SHI Sheng-Bo¹^,³^,^*(), ZHOU Dang-Wei¹, LI Tian-Cai¹, DE Ke-Jia², GAO Xiu-Zhen¹, MA Jia-Lin¹, SUN Tao³, WANG Fang-Lin³

¹Key Laboratory of Adaptation and Evolution of Plateau Biology, Northwest Institute of Plateau Biology, Chinese Academy of Sciences, Xining 810001, China
²Qinghai Academy of Animal Science and Veterinary Medicine, Qinghai University, Xining 810016, China
³State Key Laboratory Breeding Base of Desertification and Aeolian Sand Disaster Combating, Gansu Desert Control Research Institute, Lanzhou 730070, China

Received:2021-12-02 Accepted:2022-05-21 Online:2023-03-20 Published:2022-10-11
Contact: SHI Sheng-Bo
Supported by:
Qinghai Province Naturnal Science Foundation(2019-ZJ-7016);Construction Project for Innovation Platform of Qinghai Province(2017-ZJ-Y20);Construction Project for Innovation Platform of Qinghai Province(2021-ZJ-Y05);National Natural Science Foundation of China(31660237)

摘要/Abstract

摘要：

昼夜温差大是青藏高原的典型气候特征, 夜间低温作为植物生长季内非常频繁的非生物胁迫因子, 对典型高山植物日间光合生理功能的影响如何, 尚缺乏研究。该研究以采自青海大学-清华大学三江源高寒草地生态系统野外观测站的高山嵩草(Kobresia pygmaea)为材料, 应用叶绿素荧光图像分析手段, 研究了模拟夜间低温对叶片光系统II (PSII)非光化学猝灭中光诱导和非光诱导的量子产量, 及慢弛豫相和快弛豫相组分的影响。结果表明: 0 ℃夜间低温对日间PSII相对电子传递速率、PSII反应中心开放比率(q_L)和PSII非光化学猝灭系数(q_NP)的快速光响应曲线影响较小; 400和1 500 µmol·m^-2·s^-1稳态作用光强下的比较证实, 夜间低温并没有影响到光合机构活性及非光化学能量耗散过程。PSII反应中心激发能分配的量子通量分析表明, PSII实际光化学量子效率、PSII非光化学猝灭中非调节性和调节性能量耗散量子产量的相对比率在第3天高光强下, 对照组和夜间低温组分别为: 36:19:45和38:19:43; 较低光强下为66:22:12和66:23:11。非光化学猝灭(NPQ)中快弛豫相(NPQ_f)为主要组分, 而慢弛豫相(NPQ_s)所占份额(NPQ_s/NPQ)在对照植株的第1天和第3天分别为11%和10%, 夜间低温组则为13%和12%。因此, 0 ℃夜间低温后, 高山嵩草PSII反应中心发生光抑制的几率增大, 较低光强和夜间低温能导致光合诱导时间的延长; 但光化学能量转换和保护性的调节机制尚能有效分配吸收的光能, 夜间低温没有加剧过剩激发能难以调节耗散的趋势。
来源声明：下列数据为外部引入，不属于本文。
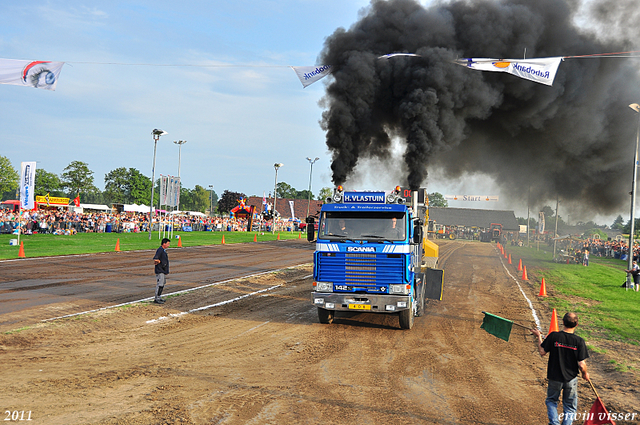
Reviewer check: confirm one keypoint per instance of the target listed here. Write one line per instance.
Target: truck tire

关键词: 夜间低温, 光系统II非光化学猝灭, 高山嵩草, 青藏高原, 叶绿素荧光

Abstract:

Aims Kobresia pygmaea is a perennial cushion herb from the Cyperaceae family with a height of 1-3 cm and small linear leaves about 1 mm wide. It is mainly distributed on the low slopes of the high mountains ranging from 3 000 m to 5 960 m on the Qingzang Plateau. Its habitat is harsh, and extreme climate conditions such as low temperature, strong wind, and high sunlight intensity are the main abiotic stresses during plants growing season. The objectives of this study were to analyze the photochemical and non-photochemical energy distribution of the photosystem II (PSII) reaction center in K. pygmaea leaves, and their quenching protection mechanism after nocturnal low-temperature (NLT) treatment.
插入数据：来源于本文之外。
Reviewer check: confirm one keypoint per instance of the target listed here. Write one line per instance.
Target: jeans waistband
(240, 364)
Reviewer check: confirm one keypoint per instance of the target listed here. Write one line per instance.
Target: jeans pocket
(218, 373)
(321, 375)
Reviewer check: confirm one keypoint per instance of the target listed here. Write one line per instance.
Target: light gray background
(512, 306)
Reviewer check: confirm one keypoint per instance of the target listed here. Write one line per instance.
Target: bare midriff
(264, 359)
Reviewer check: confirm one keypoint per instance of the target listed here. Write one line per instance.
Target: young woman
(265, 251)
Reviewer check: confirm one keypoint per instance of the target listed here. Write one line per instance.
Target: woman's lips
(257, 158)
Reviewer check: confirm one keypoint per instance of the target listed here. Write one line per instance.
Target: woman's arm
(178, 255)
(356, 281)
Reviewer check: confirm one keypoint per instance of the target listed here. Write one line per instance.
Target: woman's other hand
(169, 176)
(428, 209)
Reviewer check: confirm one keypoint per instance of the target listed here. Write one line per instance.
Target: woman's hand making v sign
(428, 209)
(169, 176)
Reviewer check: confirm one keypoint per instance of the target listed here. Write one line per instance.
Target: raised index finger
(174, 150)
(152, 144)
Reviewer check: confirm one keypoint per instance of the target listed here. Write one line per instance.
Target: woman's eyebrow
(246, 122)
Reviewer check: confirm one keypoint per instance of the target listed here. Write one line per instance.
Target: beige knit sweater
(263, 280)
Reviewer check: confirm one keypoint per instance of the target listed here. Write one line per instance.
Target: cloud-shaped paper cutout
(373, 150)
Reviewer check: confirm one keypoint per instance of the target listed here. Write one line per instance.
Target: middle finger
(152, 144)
Methods Kobresia pygmaea meadow turfs (30 cm × 15 cm) were collected from the Alpine Grassland Ecosystem Research Station of the Resource of Three Rivers. The turf blocks were separated into two groups, one group was kept in a culture room with a temperature of 24/18 °C (day/night) as a control treatment, and another was kept in an artificial climate chamber with 0 °C in the evening as an NLT treatment. During the daytime, the NLT group was moved back to the culture room and irradiated together with the control group. On day 0, day 1, day 3, and day 5 after NLT treatment, the chlorophyll fluorescence of K. pygmaea leaves including, the light-response curve, PSII photochemical efficiency at 400 and 1 500 μmol·m⁻²·s⁻¹ steady-state light intensities, and dark relaxation were monitored using CF imager. Then, based on the “Lake Model”, the variation of the PSII actual photochemical efficiency (Φ_PSII), the quantum yield of non-regulated energy dissipation (Φ_NO) and regulated energy dissipation (Φ_NPQ) were explored. Additionally, the fast and slow relaxation components of PSII non-photochemical quenching were determined.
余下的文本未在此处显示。